Sam bent down and picked up the cog piece again. She turned the chunk of metal over in her hand, studying it. "Remember when we first borrowed the Infi-Map and we went through that one portal into seventeenth century Salem, Massachusetts? Remember those blood blossoms they used to ward off spirits? Do you think it could be something like that?"

"I don't know. But the blood blossoms affected me even just being near me. It was like Superman with kryptonite. This only seems to be a problem if I touch it, like the Specter Deflector."

Sam waved the cog piece in his face. "Anything?"

"Hey! Stop that!" He batted her hand away, being careful not to touch the cog itself.

"Okay, so not like blood blossoms. Hey, what about these?" Sam held up her hand, and Danny saw two medallions hanging from it. "We found a couple medallions down here, but that's about it. Think they'll shock you, too?"

Danny folded his arms. "Okay, so is this a game now? I get to touch things just to see if they zap me into oblivion? I think I'll pass."

"We do need to know what's doing this and why," Valerie said.

"She's right, dude."

Danny scowled at them. "Great. Three against one." Annoyed, he grabbed the medallions from Sam's hand. Sure enough, he got another jolt and dropped them. "Happy?"

Tucker bent down and retrieved the medallions. "Okay. So we don't know what happened to Clockwork, most of the tech seems to be gone, and everything Danny touches shocks him. What does that mean?"

Danny looked around him. "I have no idea. What could have done this? And why?"

"Not sure about the what, but the why might be to control time," Sam suggested.

"The fact that all the tech is gone would support that theory." Tucker held up the two medallions in his hand. "Clockwork had dozens of these, but we only found two. Whoever did this must have wanted them and the viewscreen."

"Don't forget that 'time-out' staff of his." Sam hugged herself as she gazed up at the ruined tower. "But look at this place! It looks like a war zone! How could Clockwork have missed something this huge? About himself?"

Valerie put her hands on her hips. "Maybe that's just it. If he's some sort of time guardian, maybe he's so busy watching other people's pasts and futures, he couldn't see his own."

Danny frowned. "Maybe.
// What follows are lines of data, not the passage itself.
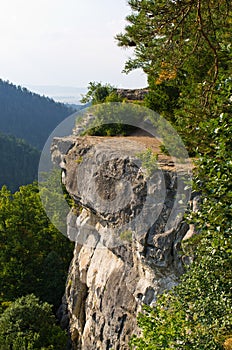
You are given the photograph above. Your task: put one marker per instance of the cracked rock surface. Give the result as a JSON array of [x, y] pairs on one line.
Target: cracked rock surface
[[127, 236]]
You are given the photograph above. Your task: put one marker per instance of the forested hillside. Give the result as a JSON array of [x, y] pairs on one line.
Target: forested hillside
[[27, 115], [19, 162], [184, 47]]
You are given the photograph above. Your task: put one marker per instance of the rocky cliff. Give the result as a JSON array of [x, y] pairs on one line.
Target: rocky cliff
[[127, 235]]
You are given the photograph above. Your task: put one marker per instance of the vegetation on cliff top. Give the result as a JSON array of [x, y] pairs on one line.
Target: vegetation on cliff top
[[186, 52]]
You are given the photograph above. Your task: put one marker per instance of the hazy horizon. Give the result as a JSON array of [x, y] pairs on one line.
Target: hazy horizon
[[67, 44]]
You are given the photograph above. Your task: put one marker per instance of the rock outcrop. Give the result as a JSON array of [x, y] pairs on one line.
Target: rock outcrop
[[127, 236]]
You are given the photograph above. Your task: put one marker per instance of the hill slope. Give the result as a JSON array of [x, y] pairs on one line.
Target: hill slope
[[27, 115], [19, 162]]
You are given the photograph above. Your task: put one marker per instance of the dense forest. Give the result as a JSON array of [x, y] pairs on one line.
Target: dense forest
[[19, 162], [26, 121], [27, 115], [184, 47], [185, 50]]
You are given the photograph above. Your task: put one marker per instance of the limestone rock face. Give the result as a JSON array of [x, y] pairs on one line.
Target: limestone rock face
[[127, 236]]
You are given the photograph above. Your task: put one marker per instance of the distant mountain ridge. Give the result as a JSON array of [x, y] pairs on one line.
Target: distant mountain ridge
[[28, 115]]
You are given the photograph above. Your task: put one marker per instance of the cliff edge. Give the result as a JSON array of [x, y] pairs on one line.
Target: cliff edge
[[127, 235]]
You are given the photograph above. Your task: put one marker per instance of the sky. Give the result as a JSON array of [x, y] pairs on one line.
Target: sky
[[64, 43]]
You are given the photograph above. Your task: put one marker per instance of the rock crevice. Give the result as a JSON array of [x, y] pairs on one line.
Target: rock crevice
[[127, 235]]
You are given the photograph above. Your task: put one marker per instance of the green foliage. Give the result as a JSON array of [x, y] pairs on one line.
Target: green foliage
[[29, 116], [28, 324], [186, 51], [114, 125], [99, 93], [149, 161], [34, 255], [19, 162]]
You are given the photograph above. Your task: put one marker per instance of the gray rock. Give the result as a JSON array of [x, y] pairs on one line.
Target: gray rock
[[128, 237]]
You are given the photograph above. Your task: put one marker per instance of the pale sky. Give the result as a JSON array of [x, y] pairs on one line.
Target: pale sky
[[64, 43]]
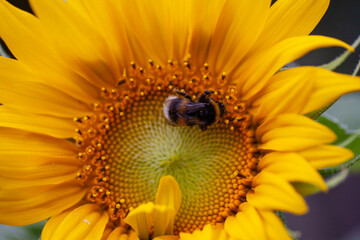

But I'm not so sure whoever did this just wanted to control time. Clockwork was a pretty unique ghost. I don't think his time powers were all in the viewscreens or the medallions or even his staff. It doesn't seem like even with all that stuff, just anyone could control time."

"Let's hope not." Tucker put the medallions around his neck. "But maybe your mom can figure out why everything's zapping you."

"At least that's something," Danny agreed.

"Are we done here, then? 'Cause I'm about ready to get out of the Ghost Zone," Valerie said.

"Yeah, I guess there's nothing much more—hey, what's that?" Danny saw something on the ground near Sam's feet, glinting in the eerie green glow from the mist that swirled around them. "Do you guys see that?"

Sam nodded. "What is it?" She bent down and retrieved the object. "Looks like a shard of something that got blasted apart. Maybe they didn't take all the tech after all."

Tucker took the white and green piece of whatever it was from her and examined it. "This isn't Clockwork's; it's Fenton Works. It's part of a Fenton Thermos."

"A Fenton Thermos?" Danny looked at the piece back over Tucker's shoulder, but it was too small for him to tell what it was. "How can you tell?"

Tucker arched an eyebrow at him. "Please. Sam knows her creepy legends; I know my tech gear. That's part of the containment cell of a Fenton Thermos. Look." He pulled his backpack off his shoulders and dug out his own Thermos and held it next to the broken piece for comparison. The latter was twisted and bent, but Danny could tell that Tucker was right.

"That's weird. What would a Fenton Thermos be doing at Clockwork's Tower?"

Sam took the shard from Tucker and turned it over in her hands. "If it was ghosts who did this, maybe he was using it to fight back?"

"A Fenton Thermos?" Valerie looked skeptical. "If this ghost has all of time at his command, I don't think a Fenton Thermos would be the first thing he'd reach for."

Sam gave the piece of Thermos back to Tucker and crossed her arms. "Okay, then what do you think it's doing here?"

Danny didn't like the direction this was heading. Stepping in between the girls, he cut off further discussion. "It doesn't matter. There's nothing more to see here. Let's go."


The Ghost Zone

He watched the four children on Clockwork's huge, cog-shaped viewscreen, his lip curled in displeasure.

This was not good.

He'd made a critical error in allowing the Ancient One to escape. Granted, he'd been preoccupied at the time. Mere moments after she'd made her escape, a new and unexpected threat had arisen. He'd subdued this new opponent, although with a surprising amount of difficulty, and he still had no idea where it had come from and only an inkling of an idea who it might be or how he might use such a surprising creature for his own ends. But that was a puzzle for another day, when he'd unlocked more of the secrets of Clockwork's apparatuses. The more immediate problem was what the Ancient One had done. She'd seemed so insignificant at the time. A single ghost. What could she do?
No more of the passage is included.